GPS systems available locally
Published: Sunday | March 8, 2009
Winston Sill/Freelance Photographer
Executive director of Mona GeoInformatics Institute, Dr Parris Lyew-Ayee (left), and colleague Keisha Josephs (right) show off the features of the GPS system to (from second left) Robert Pickersgill, Professor E. Nigel Harris and Dr Elizabeth Ward, at the launch of Jamaica's first GPS navigation system. The event was held at the Senior Common Room, University of the West Indies, Mona campus, last Thursday.
Brian Bonitto, Editor - Overseas Publications
ARE YOU unsure of your destination but need to get there on time? Forget the cumbersome road maps or the need to ask directions: just plug in your coordinates and drive.

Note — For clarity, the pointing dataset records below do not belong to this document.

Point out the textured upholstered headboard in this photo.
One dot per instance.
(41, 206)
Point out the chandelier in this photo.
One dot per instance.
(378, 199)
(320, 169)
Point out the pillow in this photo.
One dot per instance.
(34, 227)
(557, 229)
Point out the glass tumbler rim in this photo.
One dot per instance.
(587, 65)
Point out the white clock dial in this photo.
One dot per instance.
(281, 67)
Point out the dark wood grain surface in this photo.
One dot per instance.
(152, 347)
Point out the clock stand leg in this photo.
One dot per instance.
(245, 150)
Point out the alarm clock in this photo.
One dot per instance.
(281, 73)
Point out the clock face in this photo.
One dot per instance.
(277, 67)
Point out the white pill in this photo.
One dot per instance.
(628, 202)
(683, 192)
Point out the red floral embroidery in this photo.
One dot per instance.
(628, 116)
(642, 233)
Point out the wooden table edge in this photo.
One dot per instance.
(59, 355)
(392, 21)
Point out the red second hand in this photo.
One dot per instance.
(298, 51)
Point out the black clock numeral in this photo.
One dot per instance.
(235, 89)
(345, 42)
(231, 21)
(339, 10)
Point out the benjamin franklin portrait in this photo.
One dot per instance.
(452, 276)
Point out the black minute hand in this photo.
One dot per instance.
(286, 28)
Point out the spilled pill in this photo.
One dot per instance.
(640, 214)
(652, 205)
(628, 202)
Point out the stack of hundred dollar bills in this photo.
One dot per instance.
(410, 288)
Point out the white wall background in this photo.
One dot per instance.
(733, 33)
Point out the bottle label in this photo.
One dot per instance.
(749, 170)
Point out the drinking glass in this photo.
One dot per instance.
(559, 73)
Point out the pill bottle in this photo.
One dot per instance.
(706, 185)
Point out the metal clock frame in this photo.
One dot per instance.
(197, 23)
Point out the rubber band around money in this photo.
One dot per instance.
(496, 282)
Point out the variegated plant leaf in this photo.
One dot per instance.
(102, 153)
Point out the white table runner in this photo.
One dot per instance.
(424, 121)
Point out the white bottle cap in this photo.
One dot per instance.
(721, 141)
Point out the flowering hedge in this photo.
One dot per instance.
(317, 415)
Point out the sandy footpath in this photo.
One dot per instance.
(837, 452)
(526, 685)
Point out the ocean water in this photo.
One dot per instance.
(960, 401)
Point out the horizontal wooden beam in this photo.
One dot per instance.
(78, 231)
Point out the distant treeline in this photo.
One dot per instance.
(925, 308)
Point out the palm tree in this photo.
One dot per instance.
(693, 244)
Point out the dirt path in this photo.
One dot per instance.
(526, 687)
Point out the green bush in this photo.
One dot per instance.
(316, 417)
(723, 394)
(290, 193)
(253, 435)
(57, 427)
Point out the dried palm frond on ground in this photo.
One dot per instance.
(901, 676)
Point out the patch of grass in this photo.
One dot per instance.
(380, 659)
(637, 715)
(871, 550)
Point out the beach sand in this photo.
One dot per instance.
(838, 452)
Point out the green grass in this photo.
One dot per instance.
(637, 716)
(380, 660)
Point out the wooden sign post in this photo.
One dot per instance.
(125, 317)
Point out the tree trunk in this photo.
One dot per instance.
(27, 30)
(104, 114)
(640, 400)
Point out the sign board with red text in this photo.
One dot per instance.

That's how easy it is, courtesy of the Global Positioning Satellite (GPS) navigation system.
The technology was introduced to Jamaica at a function held on the grounds of the Senior Common Room at the University of the West Indies (UWI), Mona campus, last Thursday.
Head of the project, Dr Parris Lyew-Ayee, was very upbeat about the practicality and purpose of the device.
"It's user-friendly and for anyone who can get lost," he said. "Housewives can use it ... expatriates and diplomats, tourists, taxi men and auto dealers ... "
Lyew-Ayee, who is the executive director of Mona GeoInformatics Institute, highlighted the safety aspects of the gadget as well.
"We have preprogrammed the system to avoid crime hot spots," he said. "Let's say you're in Kingston and want to reach Ocho Rios ... while going through Spanish Town would be the shortest route ... the system would give the Spanish Town bypass as the option."
GPS system was developed by the United States Department of Defense and was intended for military use. It, however, went worldwide in the 1980s. The technology enables GPS receivers to determine their current location, the time, and their velocity.
According to a UWI press release, the system features 10,000 Jamaican roadways and 69 categories, including police stations, attractions, banks, post offices, gas stations and restaurants.
"It also features cemeteries, churches and dental offices," he added.
The executive director said that the multimillion-dollar project took two and a half years.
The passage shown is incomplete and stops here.